Nachteil: Anbieter haben bis Ende 2025 Zeit, die Nutri-Score-Kenn­zeichnung auf den Verpackungen anzu­passen. So lange können in Supermarkt­regalen alter und neuer Maßstab neben­einander­stehen – für die Kund­schaft schwer zu durch­blicken.

Auswählen, einkaufen, zubereiten: So nutzen Sie den Nutri-Score

  • Vergleichen. Abge­packte Produkte einer Kategorie lassen sich dank Nutri-Score gut miteinander vergleichen – zum Beispiel Pizza mit Pizza, Joghurt mit Joghurt.
  • Zubereitung mitbedenken. Bei Produkten, die noch erhitzt werden müssen, bezieht sich die Skala auf den unzu­bereiteten Zustand. Durch die Zugabe von Fett oder das Verdunsten von Wasser können sich Nähr­werte ändern.
  • Grenzen kennen. Der Nutri-Score zeigt nur das Profil für die Para­meter Zucker, Salz, Eiweiß, Fett­qualität, Ballast­stoffe an. Er sagt nichts aus über Vitamine oder Mineralstoffe.
  • Nach­rechnen. Falls auf der Packung genügend Angaben zum Inhalt gemacht sind, können Sie den Nutri-Score nach­rechnen. Das Bundesministerium für Ernährung und Landwirtschaft bietet dazu eine Tabelle an, die sich im Abschnitt Berechnung des Nutri-Score finden lässt.

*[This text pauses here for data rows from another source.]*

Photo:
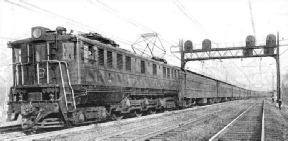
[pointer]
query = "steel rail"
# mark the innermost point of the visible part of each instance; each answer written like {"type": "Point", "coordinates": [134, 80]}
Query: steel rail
{"type": "Point", "coordinates": [223, 130]}
{"type": "Point", "coordinates": [89, 127]}
{"type": "Point", "coordinates": [263, 124]}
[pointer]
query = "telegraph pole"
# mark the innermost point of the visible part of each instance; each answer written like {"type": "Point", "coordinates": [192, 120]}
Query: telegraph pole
{"type": "Point", "coordinates": [278, 72]}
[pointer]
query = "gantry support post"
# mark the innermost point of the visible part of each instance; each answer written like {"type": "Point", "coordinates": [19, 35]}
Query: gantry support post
{"type": "Point", "coordinates": [278, 73]}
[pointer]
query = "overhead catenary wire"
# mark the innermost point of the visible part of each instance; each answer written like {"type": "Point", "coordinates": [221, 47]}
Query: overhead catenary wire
{"type": "Point", "coordinates": [71, 21]}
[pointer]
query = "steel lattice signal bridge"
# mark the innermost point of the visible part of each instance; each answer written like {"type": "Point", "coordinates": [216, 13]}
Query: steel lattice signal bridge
{"type": "Point", "coordinates": [250, 50]}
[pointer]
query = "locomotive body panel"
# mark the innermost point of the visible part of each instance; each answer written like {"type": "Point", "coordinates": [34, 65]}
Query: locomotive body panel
{"type": "Point", "coordinates": [198, 86]}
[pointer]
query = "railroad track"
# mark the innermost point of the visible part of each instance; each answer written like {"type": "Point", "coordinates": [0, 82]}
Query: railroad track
{"type": "Point", "coordinates": [159, 131]}
{"type": "Point", "coordinates": [169, 129]}
{"type": "Point", "coordinates": [272, 128]}
{"type": "Point", "coordinates": [247, 126]}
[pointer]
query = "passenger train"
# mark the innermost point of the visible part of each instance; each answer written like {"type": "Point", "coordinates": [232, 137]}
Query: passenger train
{"type": "Point", "coordinates": [61, 79]}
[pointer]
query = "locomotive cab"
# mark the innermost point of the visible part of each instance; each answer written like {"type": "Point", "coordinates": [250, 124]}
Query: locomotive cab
{"type": "Point", "coordinates": [42, 84]}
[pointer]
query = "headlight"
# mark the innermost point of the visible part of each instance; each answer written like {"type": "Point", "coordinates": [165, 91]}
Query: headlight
{"type": "Point", "coordinates": [36, 33]}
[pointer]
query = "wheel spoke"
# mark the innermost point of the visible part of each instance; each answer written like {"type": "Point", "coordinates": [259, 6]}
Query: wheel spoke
{"type": "Point", "coordinates": [117, 116]}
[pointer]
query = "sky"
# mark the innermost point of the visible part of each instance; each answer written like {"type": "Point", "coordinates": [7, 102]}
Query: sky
{"type": "Point", "coordinates": [221, 21]}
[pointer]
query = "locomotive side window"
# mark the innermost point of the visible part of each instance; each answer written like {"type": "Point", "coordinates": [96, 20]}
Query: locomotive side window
{"type": "Point", "coordinates": [119, 61]}
{"type": "Point", "coordinates": [86, 53]}
{"type": "Point", "coordinates": [128, 63]}
{"type": "Point", "coordinates": [142, 67]}
{"type": "Point", "coordinates": [154, 69]}
{"type": "Point", "coordinates": [175, 73]}
{"type": "Point", "coordinates": [52, 49]}
{"type": "Point", "coordinates": [109, 59]}
{"type": "Point", "coordinates": [164, 72]}
{"type": "Point", "coordinates": [101, 57]}
{"type": "Point", "coordinates": [89, 55]}
{"type": "Point", "coordinates": [168, 73]}
{"type": "Point", "coordinates": [17, 54]}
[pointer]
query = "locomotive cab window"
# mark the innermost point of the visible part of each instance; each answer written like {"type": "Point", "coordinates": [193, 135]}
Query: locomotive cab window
{"type": "Point", "coordinates": [109, 59]}
{"type": "Point", "coordinates": [154, 69]}
{"type": "Point", "coordinates": [101, 57]}
{"type": "Point", "coordinates": [88, 53]}
{"type": "Point", "coordinates": [128, 63]}
{"type": "Point", "coordinates": [168, 73]}
{"type": "Point", "coordinates": [164, 72]}
{"type": "Point", "coordinates": [119, 61]}
{"type": "Point", "coordinates": [142, 67]}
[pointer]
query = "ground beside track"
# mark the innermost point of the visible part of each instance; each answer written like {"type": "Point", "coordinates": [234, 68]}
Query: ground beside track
{"type": "Point", "coordinates": [199, 131]}
{"type": "Point", "coordinates": [277, 122]}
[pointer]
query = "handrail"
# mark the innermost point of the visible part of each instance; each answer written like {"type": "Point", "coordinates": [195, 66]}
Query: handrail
{"type": "Point", "coordinates": [69, 81]}
{"type": "Point", "coordinates": [64, 91]}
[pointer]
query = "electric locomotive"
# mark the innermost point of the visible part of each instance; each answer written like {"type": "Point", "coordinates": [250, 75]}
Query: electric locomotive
{"type": "Point", "coordinates": [63, 79]}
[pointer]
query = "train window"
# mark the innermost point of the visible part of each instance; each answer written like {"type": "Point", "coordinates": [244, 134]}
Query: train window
{"type": "Point", "coordinates": [154, 69]}
{"type": "Point", "coordinates": [119, 61]}
{"type": "Point", "coordinates": [142, 67]}
{"type": "Point", "coordinates": [101, 57]}
{"type": "Point", "coordinates": [168, 73]}
{"type": "Point", "coordinates": [86, 53]}
{"type": "Point", "coordinates": [164, 72]}
{"type": "Point", "coordinates": [128, 63]}
{"type": "Point", "coordinates": [175, 73]}
{"type": "Point", "coordinates": [17, 54]}
{"type": "Point", "coordinates": [109, 59]}
{"type": "Point", "coordinates": [53, 51]}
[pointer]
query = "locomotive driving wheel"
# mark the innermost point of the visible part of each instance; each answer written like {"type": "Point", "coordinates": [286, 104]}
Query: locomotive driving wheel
{"type": "Point", "coordinates": [117, 116]}
{"type": "Point", "coordinates": [137, 113]}
{"type": "Point", "coordinates": [151, 111]}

Aufsteiger: Gute Inhalts­stoffe stärker belohnt

Gesund­heits­förderliche Inhalts­stoffe in Lebens­mitteln wertet der neue Nutri-Score auf. Hier einige wichtige Beispiele:

  • Wasser. Wasser inklusive Mineralwasser darf als einziges Getränk noch ein hervorstechendes A tragen. Alle anderen Getränke – auch aromatisiertes Wasser oder sehr leicht gesüßte Getränke – landen in schlechteren Kategorien.
  • Ballast­stoff­reiche Produkte. Verbrauche­rinnen und Verbraucher können ballast­stoff­reiche Voll­korn­produkte besser von ballast­stoffärmeren Varianten unterscheiden, da Letztere schlechter einge­stuft werden. Durch diese Änderung lassen sich etwa Brote künftig wesentlich differenzierter bewerten.
  • Fetter Fisch. Lachs, Hering, Makrele – unzu­bereiteter fetter Fisch bekommt jetzt ein A, weil er reich an Omega-3-Fett­säuren ist.
  • Nüsse und Öle. Nüsse, Saaten, Pflanzenöle wie Olivenöl kamen bisher wegen ihres hohen Fett­gehalts beim Nutri-Score schlechter weg, als es ihrem Stellen­wert in einer gesunden Ernährung entspricht. Viele Pflanzen­produkte liefern reichlich wert­volle ungesättigte Fett­säuren, die etwa vorteilhaft auf Herz und Kreis­lauf wirken. Im neuen Berechnungs­modell bilden Nüsse, Saaten und Pflanzenöle eine eigene Kategorie: Darin wird der Energiegehalt und der Anteil an gesättigten Fett­säuren anders bewertet als bei anderen Lebens­mitteln. Viele unbe­handelte Nüsse verbessern sich von B auf A, Pflanzenöle von C auf B.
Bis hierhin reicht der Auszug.